Buy Oil India Limited For Target Rs. 495 By Emkay Global Financial Services Ltd

Oil India’s management reaffirmed its “Mission 4+” program, targeting production of 4mmt of oil and 5bcm of gas by FY27. FY25 was a challenging year, with an extended monsoon and more intensive drilling; however, ~60 wells were still completed, and this momentum is likely to continue. IGGL Phase 1 and DNPL expansion will be commissioned by Jul-2025 and Oct-2025, respectively, connecting Upper Assam to the rest of India. The classification of new wells gas (NWG) is pending government allocation, which is expected this year, as new pipelines connect OIL to mainland CGDs—who will be consuming this gas. 20-25% of current gas production can qualify as NWG. NRL expansion remains on schedule for completion by Dec-2025. While it may take 6-12 months to stabilize, the project is likely to deliver its full benefit by FY27-28. Associated pipelines are set to be commissioned before that. Stated capex for FY25 was Rs85bn but is expected to fall to Rs70bn in FY26. We maintain our constructive view on OIL with a BUY, retaining our estimates and TP of Rs495.
“Mission 4+” targets intact; 1mmscmd of Kumchai gas being monetized
‘Mission 4+’ program has been reiterated, aiming to achieve oil/gas production of 4mmt /5bcm by FY27. OIL has intensified drilling, EOR/IOR, and near-field exploration. It plans to drill 70-80 wells in FY26, using single pads for multiple adjacent wells. It has installed ~11 compressor stations and started storing gas to enable zero flaring. ~1mmscmd of previously flared gas at Kumchai is now being transported via a newly laid 60km pipeline to Duliajan, boosting both output and revenue.
NWG qualification likely by FY26 as new pipelines connect mainland
CGDs NWG allocation is determined by the government on a priority basis, with CGDs receiving the top rank, followed by other sectors. As CGD infrastructure in the northeast remains nascent and pipeline connectivity to rest of India is lacking, no NWG volumes have been allocated from OIL yet. However, with IGGL and DNPL pipelines set for completion by October, national grid connectivity will be established, enabling NWG determination and unlocking potential for 20% premium pricing. 20-25% of OIL’s total gas production could qualify as NWG. The company is prepared for a USD65/bbl oil environment and has initiated cost optimization measures to maintain profitability.

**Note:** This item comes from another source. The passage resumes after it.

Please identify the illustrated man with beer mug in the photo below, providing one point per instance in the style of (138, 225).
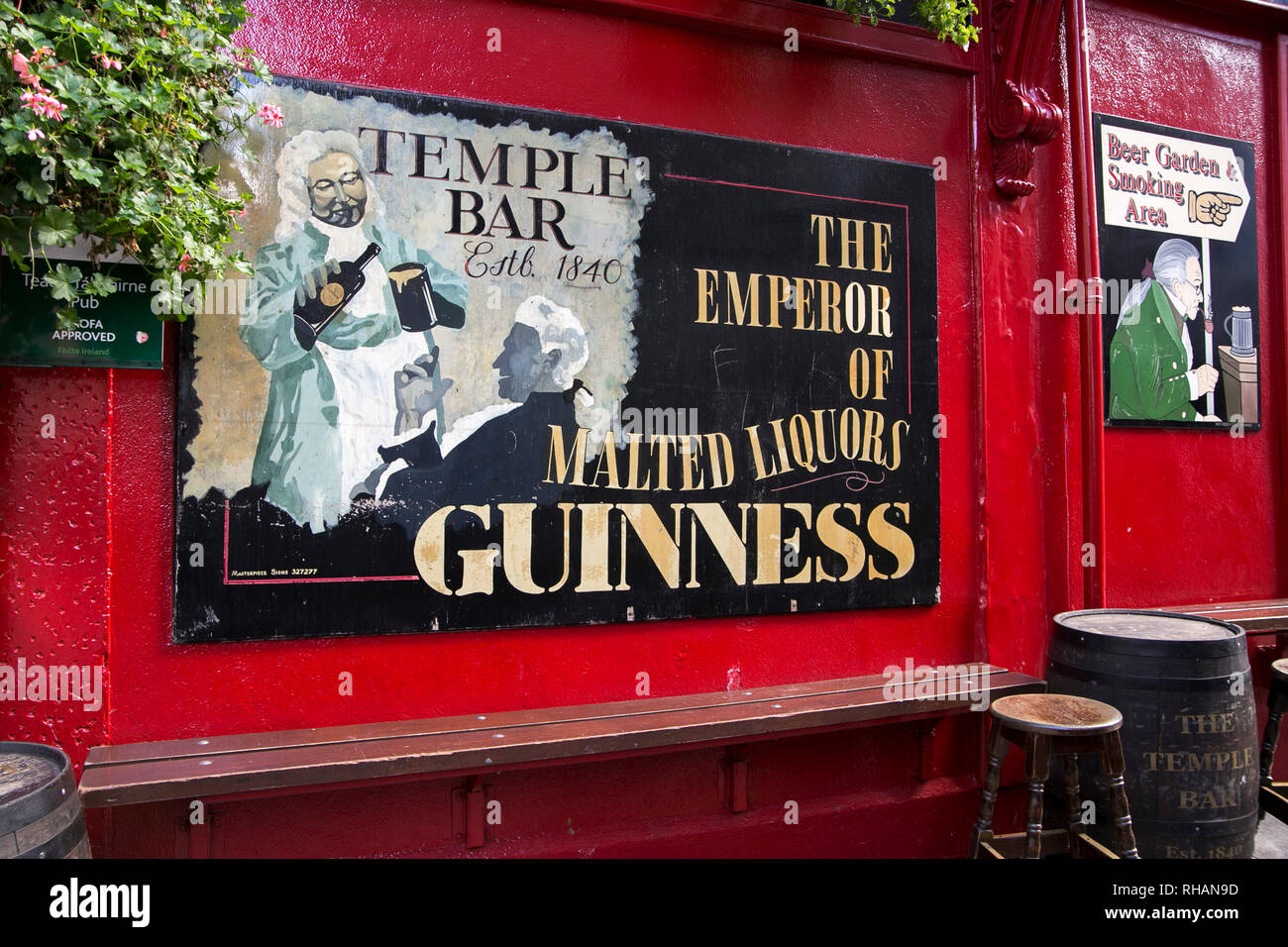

NRL expansion on schedule, with no time or cost overruns
NRL’s expansion project, with a Rs330bn capex, is on track to be completed by Dec-2025. The refinery is petchem-ready, with a 4% petchem intensity index. Further, project capex is not expected to increase as ~95% of contracts have already been awarded. The PP project is financially viable, with a projected IRR of 14.5%, and should be commissioned in 2028. Demand for plastics is strong in the northeast, but currently refinery feed is sent to Bengal and products are transported back, which entails significant logistics cost. The new setup is expected to reduce these costs and improve overall industry viability.